Thursday, August 21, 2008
Hosta and Slug Damage
Should I remove the faded flowers from my hostas?
By August many of my hostas have tiny holes, I assume from some sort of bug or spider. I noticed this year that my new hostas in an area that in not watered as frequently are free from these "holes". Should I water less or do you have a suggestion for what to spray my plants with? It's mostly on the green/white varigated hosta.
You can definitely remove the faded flowers from your Hosta. Removing the spent flower spike by pruning back to the foliage from where it emerged will actually be a great help to the plant as you will be redirecting water and nutrients to other parts of the plants that will be eager to make use of it.
As far as the holes, I am 95% sure it is probably slug damage. The best way to tell is actually to go out and inspect your plant late-night with a flashlight, as that is when slugs are most actively chewing away. Don’t forget to look at the undersides of the leaves as well as their tops. I know there are some granular products out there that you can sprinkle on the ground that help wipe out slug populations, but once they are adults this late in the summer I am not sure how effective those products are.
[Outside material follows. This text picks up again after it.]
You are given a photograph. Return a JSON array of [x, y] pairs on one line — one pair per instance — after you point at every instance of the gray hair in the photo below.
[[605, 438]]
I am also not sure if the granular products are very organic as I do not have any of that around to check out the ingredients. To go about a more organic control, the best plan of attack for now is physical removal. Not to mention removing as much of the pests as you can means you do not have to alter your watering schedule too much. Good, deep watering helps freshly planted plants establish healthy roots quickly in your garden so I do not want to recommend cutting back on the water if you can help it. It is gross I know, but after a couple nights you will be able to get a lot of those slugs bagged up and removed from your garden. According to The Organic Gardener’s Handbook of Natural Insect and Disease Control edited by Barbara Ellis and Fern Marshall Bradley, thin copper wire laid around the base of your plants or copper used as garden edging works to deter them, though I have never tried it. You might think I’m crazy but some friends of mine even swear by pans of beer laid underneath the plants used as traps. Either way it comes back to physical removal being one of the best options to prevent future damage of your Hosta. I hope you can get the situation under control so that the slugs do not eventually spread to your new plants. Luckily the one thing about slugs is that they are not nearly as fast moving as some other pests in the garden.